Romosozumab reduced vertebral fracture risk in older women with osteoporosis

MADRID — Treatment with a novel sclerostin inhibitor, romosozumab, was associated with a reduced rate of vertebral fractures at 12 months compared with placebo in a cohort of post-menopausal women with osteoporosis, according to findings presented at the Annual European Congress of Rheumatology.

Piet Geusens, MD, PhD, of Maastricht UMC in Maastricht, Netherlands and UHasselt and ReumaClinic in Genk, Belgium, noted that romosozumab (UCB & Amgen) has the dual effect of increasing bone formation and reducing bone resorption.

Piet Geusens

“We wanted to know: What is the effect of such an agent?” he said in a press conference.

The study included 3,589 patients in the romosozumab arm and 3,591 patients who received placebo as part of the Fracture Study in Postmenopausal Women with Osteoporosis trial. The study drug was administered at a dose of 210 mg. Researchers aimed to assess the incidence of new vertebral fracture and lumbar spine bone mineral density at 6 months and 12 months.

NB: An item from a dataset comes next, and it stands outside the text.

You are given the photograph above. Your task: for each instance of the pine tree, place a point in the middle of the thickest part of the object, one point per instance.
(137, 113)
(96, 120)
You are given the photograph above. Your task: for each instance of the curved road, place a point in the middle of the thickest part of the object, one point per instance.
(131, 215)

Results indicated that at 6 months, new vertebral fractures occurred in 0.8% of patients in the placebo group and in 0.4% of those in the study drug group (relative risk ratio [RRR] = 46%). However, by 12 months, this outcome occurred in 1.8% of those treated with placebo and in 0.5% of those given romosozumab (RRR = 73%). “We followed patients monthly,” Geusens said.

Through 12 months, there were 17 vertebral fractures in the placebo group and three for the study drug group. “All fractures in the romosozumab group occurred in the first 2 months,” Geusens said.

He added that there were no new fractures among patients treated with romosozumab at 2-year follow-up.

For bone mineral density, 6-month results showed an increase of 9.7% for the romosozumab group and 0.4% for those in the placebo group. By 12 months, the increase was 13.3% for the study drug and 0% for placebo. “Within 1 year, we saw a highly significant increase in bone density,” Geusens said.

Findings for 119 women with back pain for more than 12 months indicated the rates of new or worsening fracture incidence through 12 months were 0.5% for placebo and less than 0.1% among patients treated with romosozumab (RRR = 83%).

“Romosozumab treatment for 12 months was associated with rapid and large reductions in clinical vertebral fracture risk compared with placebo,” he concluded. “Clinical vertebral fracture incidence was over five-times lower with romosozumab vs. placebo.” — by Rob Volansky

Reference:

Geusens P, et al. Abstract #OP0048. Presented at: EULAR Annual Congress; June 14-17, 2017; Madrid.

Disclosures: Geusens reports receiving grant or research support from Abbott, Amgen, BMS, Eli Lilly, MDS, Novartis, Pfizer, Roche, UCS, and Will-Pharma; consulting for Amgen and being on the speakers bureau of Amgen.